Unlike most other countries, Argentina has an artificially pegged exchange rate which is mandated by the state rather than market demand. This has allowed the widely used parallel currency market to flourish, where pesos are currently trading against the dollar at less than half the official rate.

At the same time the government has been restricting access to foreign currency, what is popularly known as the "dollar clamp", as a way to prevent further draining of low central bank reserves.

Economists warn that any moves to unwind this highly distorted currency market, while removing artificial strictures which are holding back growth and investment, would likely lead to even higher short-term inflation, rising poverty and social unrest.

"It is clear that the current exchange regime is a hindrance to the economy and has failed both to prevent an acceleration in inflation as well as preserving foreign exchange liquidity," Ignacio Labaqui, senior analyst at Medley Global Advisors in Buenos Aires said.

The main problem for an incoming government lies in the "inflationary consequences," in a country where annual price rises are just shy of 116%, Labaqui said.

In 2015, centre-right president Mauricio Macri fulfilled his campaign promise to float the peso currency freely triggering a 28% devaluation.
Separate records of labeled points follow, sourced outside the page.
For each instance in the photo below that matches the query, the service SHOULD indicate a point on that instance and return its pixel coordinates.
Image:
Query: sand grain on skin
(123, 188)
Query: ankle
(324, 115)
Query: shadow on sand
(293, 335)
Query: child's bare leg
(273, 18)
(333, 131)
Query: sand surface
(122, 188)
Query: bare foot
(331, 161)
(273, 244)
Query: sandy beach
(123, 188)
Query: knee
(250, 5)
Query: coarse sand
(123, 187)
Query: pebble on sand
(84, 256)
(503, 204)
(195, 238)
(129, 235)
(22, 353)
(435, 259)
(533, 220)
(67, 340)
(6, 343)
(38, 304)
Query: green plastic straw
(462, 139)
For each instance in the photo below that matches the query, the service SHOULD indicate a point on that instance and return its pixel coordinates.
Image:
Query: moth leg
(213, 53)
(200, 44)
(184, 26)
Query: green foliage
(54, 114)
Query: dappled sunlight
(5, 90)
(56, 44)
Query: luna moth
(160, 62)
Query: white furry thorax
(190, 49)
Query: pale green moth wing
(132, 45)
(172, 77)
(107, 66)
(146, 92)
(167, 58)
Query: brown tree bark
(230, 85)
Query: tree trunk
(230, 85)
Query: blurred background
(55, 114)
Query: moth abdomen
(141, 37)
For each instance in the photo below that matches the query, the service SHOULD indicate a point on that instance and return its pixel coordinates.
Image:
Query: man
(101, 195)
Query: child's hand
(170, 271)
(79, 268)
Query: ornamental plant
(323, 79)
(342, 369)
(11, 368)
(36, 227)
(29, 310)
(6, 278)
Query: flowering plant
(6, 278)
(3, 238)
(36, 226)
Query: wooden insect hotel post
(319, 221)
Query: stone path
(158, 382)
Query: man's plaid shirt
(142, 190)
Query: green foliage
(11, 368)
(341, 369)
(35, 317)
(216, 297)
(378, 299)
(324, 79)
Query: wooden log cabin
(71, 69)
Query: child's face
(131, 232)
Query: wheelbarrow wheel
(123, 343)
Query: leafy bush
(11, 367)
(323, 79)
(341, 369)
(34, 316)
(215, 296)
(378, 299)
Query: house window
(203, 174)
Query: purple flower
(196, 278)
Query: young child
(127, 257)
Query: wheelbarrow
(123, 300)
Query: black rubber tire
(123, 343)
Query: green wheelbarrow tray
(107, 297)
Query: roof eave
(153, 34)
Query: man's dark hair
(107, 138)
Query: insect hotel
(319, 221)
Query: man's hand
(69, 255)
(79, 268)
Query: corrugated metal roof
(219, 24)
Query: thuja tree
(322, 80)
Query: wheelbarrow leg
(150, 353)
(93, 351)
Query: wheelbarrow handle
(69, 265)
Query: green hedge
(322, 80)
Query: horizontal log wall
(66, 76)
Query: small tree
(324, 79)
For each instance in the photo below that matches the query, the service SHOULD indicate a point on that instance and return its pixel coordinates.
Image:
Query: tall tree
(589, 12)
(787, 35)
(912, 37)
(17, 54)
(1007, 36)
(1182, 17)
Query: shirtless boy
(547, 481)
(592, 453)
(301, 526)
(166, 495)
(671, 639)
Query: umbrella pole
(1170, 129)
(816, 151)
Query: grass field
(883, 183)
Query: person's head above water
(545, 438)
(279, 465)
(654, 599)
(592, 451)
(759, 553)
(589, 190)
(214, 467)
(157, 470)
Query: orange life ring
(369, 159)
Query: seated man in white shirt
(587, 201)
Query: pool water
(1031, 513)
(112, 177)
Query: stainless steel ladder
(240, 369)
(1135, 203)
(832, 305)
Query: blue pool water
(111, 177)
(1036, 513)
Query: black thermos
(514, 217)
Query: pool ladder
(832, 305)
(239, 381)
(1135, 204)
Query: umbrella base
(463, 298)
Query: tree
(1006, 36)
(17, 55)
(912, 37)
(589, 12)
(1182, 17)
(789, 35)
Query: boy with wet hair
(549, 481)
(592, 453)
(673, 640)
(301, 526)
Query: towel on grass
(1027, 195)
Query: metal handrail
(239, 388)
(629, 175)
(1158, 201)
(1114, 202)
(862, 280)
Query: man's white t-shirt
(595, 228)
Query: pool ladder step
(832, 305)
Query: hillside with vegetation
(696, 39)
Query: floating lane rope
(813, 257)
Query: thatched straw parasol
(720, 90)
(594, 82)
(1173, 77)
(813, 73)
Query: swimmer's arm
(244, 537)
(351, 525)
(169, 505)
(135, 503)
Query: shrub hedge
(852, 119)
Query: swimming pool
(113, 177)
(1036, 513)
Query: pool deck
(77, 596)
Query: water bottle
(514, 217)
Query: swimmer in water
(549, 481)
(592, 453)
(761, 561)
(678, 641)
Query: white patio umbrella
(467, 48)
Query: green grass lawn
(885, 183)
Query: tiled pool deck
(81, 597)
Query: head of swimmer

While not immediately devastating, the measures eventually eroded Macri's support to the point where he was forced to reintroduce controls in 2019.

Bullrich, a former security minister under Macri, is advocating to unify rates and lift currency restrictions "on day one," according to her economic advisor, Luciano Laspina.

"We need to remove capital controls very fast. The sooner, the better," Laspina said in a recent forum, betting an abrupt devaluation will bring short-term pain but potentially establish a healthier economy and attract longer-term investment. "With that and the IMF's support, we can build the conditions to restore some credibility in Argentina."

Larreta, the current mayor of Buenos Aires, has a similar goal but argues that doing it immediately and across all sectors would be too painful for crisis-hardened Argentines. Instead he would close the gap between the official and parallel rate within his first year in office, according to his campaign website.

Milei too is focused on a currency-based solution in the form of a devaluation and establishing one unit of exchange. "One of the most irritating things we have in Argentina right now are the government restrictions on who can buy dollars and at what price," economist Diana Mondino and a senior advisor to Milei told Reuters.

But such reforms are unpopular among an already inflation- bruised electorate, which is why the current Peronist administration is sticking to its guns ahead of the October 22 presidential election, pledging to avoid a big devaluation.

It is unlikely that the next administration will remove all these restrictions, "simultaneously," Labaqui said, even if it is part of their current campaign message. "What is clear is there is consensus within Juntos por el Cambio opposition economists about the need to undertake this task (of devaluing the official rate)."